The brand new train line to link the coastal area with the mountains is still under construction – as are a large number of the roads. However the buildings for the two athletes villages are in place.
The 508 room hotel and Congress Center – complete with three swimming pools, tennis court & spa, which will house the International Olympic Committee – is finished.
Twenty thousand new hotel rooms have been guaranteed, but the U.S. team planning representatives who we bumped into said they’ve been told five of the promised hotels will now not materialize.
The many areas which looked like chaos to my untrained eye have been described by the organizing committee as simply requiring finishing touches.
Ready for action
Across the building sites, pavements were emerging, walkways were being flattened, trees were being planted. Perhaps no surprise with 70,000 workers on the job.
In terms of the sporting venues, there’s no denying it seems they could host the Games tomorrow.
All 10 of them have been newly built – and they don’t just look great, they’ve all successfully held a number of high profile test events already.
The pre-Games test program has included more than 70 events in all Olympic and Paralympic sports – with the press briefing notes proudly declaring their program has been three times bigger than the one in Vancouver four years ago.
They’re not tinpot events either. They have included the speed skating world championships, the FIS Alpine skiing European Cup and 12 World Cup stages.
From our tour of the venues, it appears that the early preparation seems to have paid off. There was a medal podium, flags, a full ice rink and even pot plants inside the Adler arena, home to the speed skating events.
The tall structures and semi-permanent marquees were going up on the concourse of the Bolshoi Ice Dome. The only coastal venue with major construction still ongoing is the stadium for the opening & closing ceremony – largely as a result of the late decision to build a roof.
As manager of the Adler Arena Dmitry Grigoriev said: “We can only put our feet up when the Games end and the last athletes leave the village, but we are as ready as we can be.”
Up in the mountains, it’s the same story. The Rosa Khutor alpine center, Sanki sliding center and Laura cross country and biathlon center have all held test events of their own with the structures firmly in place.
However it doesn’t take a genius to realize there’s one vital ingredient missing from these venues. The white stuff. Much has been made of the madness of hosting a Winter Olympics at a seaside resort.
Admittedly it’s only September – but our cameraman Andrew Waller had no problems filming at the highest point (2,300m) in just a t-shirt.
Last February did organizers no favors either. It was the warmest on record, with some of the alpine test events canceled due to rain.
It’s for this reason Sochi has undertaken the biggest snow storage operation ever. They’ve got nine epic aluminum covered snow slugs resting on the rocky mountainsides, like something from an alien occupied lunar landscape.
It’s what’s been stored from last winter – just in case. Snow making equipment has also been installed on the mountains. Just in case. The team are resolute that they won’t need it.
We met the man in charge who hails from Finland – Mikko Martikainen aka Mr Snow – halfway up the mountain.
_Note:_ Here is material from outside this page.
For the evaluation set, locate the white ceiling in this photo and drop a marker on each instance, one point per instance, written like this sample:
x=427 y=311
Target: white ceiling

He certainly doesn’t look like he’s having sleepless nights over it.
“I’m not worried at all,” he said. “I’m very confident. We guarantee we will have snow. There might be a lack of snow, but there may be too much snow. We are prepared for both scenarios.”
It’s a good bet that the sun is set to shine on Sochi once again come February. But from what we’ve seen on our first trip here organizers are doing all they can to make sure this Black Sea resort does the same as it plays host to the 2014 Winter Olympics.